There’s a chorus of appreciative chuckling before the door finally opens and a tall, burly man with no neck strides into the room. All heads turn in his direction.

He glares at them, his lower lip downturned like an angry bulldog’s. “I’ve never seen such madness in all my years here!” he barks. “You should be ashamed of yourselves. The Speaker’s closed the Chamber.”

Evelyn is proud to see all her fellow protesters meet his gaze with wide smiles. No one looks away. No one is backing down. It unnerves him, this huge presence of a man who takes pride in the fact that he can intimidate people. Evelyn can’t remember the last time she felt so good. She could spit fire if she wanted to.

The man’s Adam’s apple slides up and down his thick, clean-shaven throat. “Well, we can’t hold you all. Just get the hell out of this building within the next three minutes, or so help me God, you’re all under arrest.”





CHAPTER 13 Angela




FEBRUARY 2017




When she leaves the store, Angela takes the copy of The Jane Network with her for Tina. They spoke briefly on the phone when Angela first discovered it, and Tina asked for a closer inspection.

After dinner, they’re both delightfully full of fajitas and beer—Angela finally found a non-alcoholic one that she didn’t hate—and Angela digs the book out of her tote bag and hands it to Tina.

“Here,” Angela says to her wife, settling onto the couch with Grizzly. “I gave it a bit of a skim. I had no idea this piece of history existed.”

“The Jane Network,” Tina reads out. “Oh hey, this is Dr. Taylor’s book!”

Angela stares back, nonplussed. “Sorry?”

“No, I mean I know her. I’m sure it must be the same Evelyn Taylor. She teaches at the university.”

“Seriously?”

“Yeah, she gave my class a guest lecture, I don’t know… three years ago? It’s pretty well known among the faculty that she was part of an underground abortion group in the seventies and into the eighties, back before it was legalized.” Tina flips to the table of contents, her eyes sliding down the page beneath her reading glasses. “She studied under Morgentaler, eh? Wow.”

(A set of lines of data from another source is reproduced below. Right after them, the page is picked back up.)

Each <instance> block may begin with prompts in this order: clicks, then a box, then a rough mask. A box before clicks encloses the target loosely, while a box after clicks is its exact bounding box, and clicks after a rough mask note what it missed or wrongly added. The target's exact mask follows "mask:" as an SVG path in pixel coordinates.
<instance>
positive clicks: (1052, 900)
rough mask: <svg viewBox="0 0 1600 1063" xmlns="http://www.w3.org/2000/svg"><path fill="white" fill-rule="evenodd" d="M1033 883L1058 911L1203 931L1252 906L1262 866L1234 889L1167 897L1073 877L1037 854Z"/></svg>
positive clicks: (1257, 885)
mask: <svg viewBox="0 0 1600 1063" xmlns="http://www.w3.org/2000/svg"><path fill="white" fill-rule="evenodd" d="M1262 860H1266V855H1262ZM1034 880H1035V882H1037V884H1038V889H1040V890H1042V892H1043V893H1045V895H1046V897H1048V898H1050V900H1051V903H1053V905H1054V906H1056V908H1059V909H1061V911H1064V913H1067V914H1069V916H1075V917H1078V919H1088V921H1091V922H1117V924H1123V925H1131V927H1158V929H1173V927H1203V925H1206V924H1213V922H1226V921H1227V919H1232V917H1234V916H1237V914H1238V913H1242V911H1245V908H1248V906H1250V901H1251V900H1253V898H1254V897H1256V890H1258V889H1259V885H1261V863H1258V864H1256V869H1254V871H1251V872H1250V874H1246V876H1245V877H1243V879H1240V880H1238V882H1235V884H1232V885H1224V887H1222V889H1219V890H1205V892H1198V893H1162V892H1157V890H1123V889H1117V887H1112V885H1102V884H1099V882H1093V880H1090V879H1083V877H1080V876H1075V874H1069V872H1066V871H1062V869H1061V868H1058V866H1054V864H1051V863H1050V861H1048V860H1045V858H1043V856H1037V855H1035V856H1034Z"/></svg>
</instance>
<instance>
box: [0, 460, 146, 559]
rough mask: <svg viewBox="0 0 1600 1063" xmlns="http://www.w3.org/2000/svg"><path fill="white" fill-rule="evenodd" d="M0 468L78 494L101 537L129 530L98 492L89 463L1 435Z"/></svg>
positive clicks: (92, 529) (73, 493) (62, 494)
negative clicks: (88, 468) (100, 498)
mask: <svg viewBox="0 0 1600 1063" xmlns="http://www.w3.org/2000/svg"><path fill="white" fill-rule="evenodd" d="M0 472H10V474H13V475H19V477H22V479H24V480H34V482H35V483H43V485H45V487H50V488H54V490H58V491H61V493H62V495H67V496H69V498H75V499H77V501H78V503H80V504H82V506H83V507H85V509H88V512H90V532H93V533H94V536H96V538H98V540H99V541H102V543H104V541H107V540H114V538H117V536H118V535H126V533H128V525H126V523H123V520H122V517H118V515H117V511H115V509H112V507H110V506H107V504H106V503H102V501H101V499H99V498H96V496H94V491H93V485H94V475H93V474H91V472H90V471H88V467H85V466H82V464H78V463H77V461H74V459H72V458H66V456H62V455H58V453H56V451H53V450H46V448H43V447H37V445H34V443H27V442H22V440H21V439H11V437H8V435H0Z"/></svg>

“I saw that. I’ve heard the name, but I don’t really know who he is,” Angela says.

“He’s the one who went to the Supreme Court to challenge the constitutionality of the abortion law in the eighties. He even went to jail a couple of times. He’s a pretty big deal.” Tina shakes her head. “I had no idea she learned the procedure from him. She still teaches it. I brought her in for one of our closed-door lectures to tell the students about her experience. They loved it. I think it sparked a bunch of rebels.”

Tina smiles and hands the book back to Angela, takes a sip of her beer. Candlelight from the coffee table glints off the brown glass.

“My book club was talking at our last meeting about how we should read some nonfiction this year,” Angela says, studying the black-and-white cover. “I’m thinking of suggesting this.”

“Do you think your book club girls would go for it?”

“Oh, for sure,” Angela says, nodding. “They’re a bunch of feminists; they’ll find it interesting. Might be a good one to use to ease us all into nonfiction.”

Tina’s gaze drops. Grizzly hops from Angela’s lap over to Tina’s.

“You okay, hun?” Angela asks.

Tina tilts her head from side to side like a metronome. “Yeah. I guess I just wonder if you should read it, like, right now.”